Shapely from the outside
Right before the the start of my holiday, I stumbled onto a post from a GIS blog I'd never seen before. It's an older post that compares Shapely to OGR's Python module and GeoScript. As comments are disabled on that post, I'll make a few here. At the time the post was written, Shapely 1.2.8 was released and the manual was fully mature. Greg Corradini writes:
Shapely is a little bit different than OGR and GeoScript. One big difference is that you can’t read and write to file formats with it. The idea, at least the idea that I’ve taken from it’s website, is that Shapely is a “swiss-army-knife” spatial analysis tool — it does some things really really fast and pythonic but it isn’t going to fix a flat tire. Or something like that.
Shapely is more limited than a Swiss Army knife. It's just a wrapper for the GEOS library, using idiommatic Python. It tries to do one thing – or rather, one fairly large set of related things – very well. It doesn't read or write GIS data formats, so if it's a Swiss Army knife it's one without can and bottle openers.
The coolo-neato things about Shapely include the ability to serialize/deserialize to/from data formats that implement a GeoJson-like interface and to/from numpy arrays. There’s also a couple helpful methods — linemerge and polygonize — that it wraps from the GEOS library.
I'm glad to see that somebody appreciates the GeoJSON-like Python geo interface.
These methods aren’t as easy to reach in GeoScript or OGR built with GEOS support off the proverbial ‘shelf’ because you’d have to call Java libraries in the case of GeoScript and C++ libraries using Python ctypes. Shapely makes using these methods easy, even though you could develop your own wrappers to get at them in GeoScript and OGR with GEOS support.
I hadn't thought of these functions as killer features. I suspect they're probably available in osgeo.ogr by now.
I want to say one last thing about Shapely, though it might reflect some naivete on my part about the functionality of this tool. It seems to me that you can do about 80% of what Shapely does if you build OGR against GEOS and use those bindings. Although it might be more pythonic, optimized in certain ways and syntactically simpler, I’m still unsure who the users are and why. I think the TileStache project uses this library on the backend. I’m interested to find more examples.

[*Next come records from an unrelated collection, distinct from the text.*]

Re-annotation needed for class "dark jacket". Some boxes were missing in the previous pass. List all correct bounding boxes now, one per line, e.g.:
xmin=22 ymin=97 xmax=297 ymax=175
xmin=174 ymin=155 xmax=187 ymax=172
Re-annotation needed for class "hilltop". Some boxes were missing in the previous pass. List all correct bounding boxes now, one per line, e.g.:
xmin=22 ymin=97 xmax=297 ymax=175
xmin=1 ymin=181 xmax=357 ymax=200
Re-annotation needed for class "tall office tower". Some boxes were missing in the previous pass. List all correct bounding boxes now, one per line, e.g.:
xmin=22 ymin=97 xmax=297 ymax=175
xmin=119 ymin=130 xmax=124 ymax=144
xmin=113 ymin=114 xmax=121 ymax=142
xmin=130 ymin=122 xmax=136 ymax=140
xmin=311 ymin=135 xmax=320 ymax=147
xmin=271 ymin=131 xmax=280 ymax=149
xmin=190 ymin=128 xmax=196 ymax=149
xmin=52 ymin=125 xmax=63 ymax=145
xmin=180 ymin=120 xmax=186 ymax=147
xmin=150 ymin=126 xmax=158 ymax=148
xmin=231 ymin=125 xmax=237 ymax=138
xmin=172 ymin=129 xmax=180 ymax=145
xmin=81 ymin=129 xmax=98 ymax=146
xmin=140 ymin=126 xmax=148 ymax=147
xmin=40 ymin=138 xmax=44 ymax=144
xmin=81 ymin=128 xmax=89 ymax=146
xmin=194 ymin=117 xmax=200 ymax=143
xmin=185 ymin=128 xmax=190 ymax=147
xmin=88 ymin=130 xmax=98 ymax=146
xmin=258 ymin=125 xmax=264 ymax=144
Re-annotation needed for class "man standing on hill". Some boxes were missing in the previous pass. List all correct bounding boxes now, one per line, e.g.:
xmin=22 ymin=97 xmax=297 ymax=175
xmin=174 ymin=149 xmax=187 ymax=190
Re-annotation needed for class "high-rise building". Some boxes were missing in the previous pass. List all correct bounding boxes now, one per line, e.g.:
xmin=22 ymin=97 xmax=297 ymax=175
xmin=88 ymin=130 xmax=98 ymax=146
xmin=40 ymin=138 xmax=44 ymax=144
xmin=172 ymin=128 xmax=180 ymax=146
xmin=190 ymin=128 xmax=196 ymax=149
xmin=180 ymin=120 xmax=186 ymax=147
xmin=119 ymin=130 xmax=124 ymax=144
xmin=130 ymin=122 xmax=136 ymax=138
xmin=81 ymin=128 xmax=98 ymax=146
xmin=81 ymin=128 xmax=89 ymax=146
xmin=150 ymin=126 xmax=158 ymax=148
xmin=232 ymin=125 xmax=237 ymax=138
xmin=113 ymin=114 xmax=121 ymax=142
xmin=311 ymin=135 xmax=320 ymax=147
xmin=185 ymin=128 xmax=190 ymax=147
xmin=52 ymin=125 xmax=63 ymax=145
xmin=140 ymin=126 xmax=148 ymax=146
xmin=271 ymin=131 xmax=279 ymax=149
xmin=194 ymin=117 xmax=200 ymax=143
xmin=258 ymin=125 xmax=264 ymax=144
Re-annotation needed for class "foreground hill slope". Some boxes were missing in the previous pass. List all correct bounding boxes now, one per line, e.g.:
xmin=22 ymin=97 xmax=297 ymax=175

I used to work in a GIS shop where at least half of the work was taking some data in one obscure format, doing something relatively simple to it (reprojection, for example), and writing it out in some other arcane format. Shapely by itself is practically useless for that kind of work, and I understand that it's purpose can be baffling to the programming GIS analyst. I think I might have found it baffling before my career change.
Finally, Corradini writes:
Since Shapely can’t read or write geometries we have to lean on an existing interop library. Example 3 will use OGR for reads and writes.
Or better yet: Fiona.
It's an interesting post, and the way it weighs a few different software packages is rare these days. It also has me thinking about whether I should be benchmarking Shapely
and Fiona versus GeoScript. Assuming the
testit module is supported by
Jython and produces directly comparable numbers (because I won't be able to benchmark my C Python modules in the same process), it should be pretty easy to do.
Re: Shapely from the outside
Author: Tom Kralidis
We use Shapely inpycsw
to do low level geometry operations (for spatial filters) as well as manage the geometry lifecycle of metadata records. IMHO, it's a portable approach to acheiving this functionality without having to carry OGR, etc.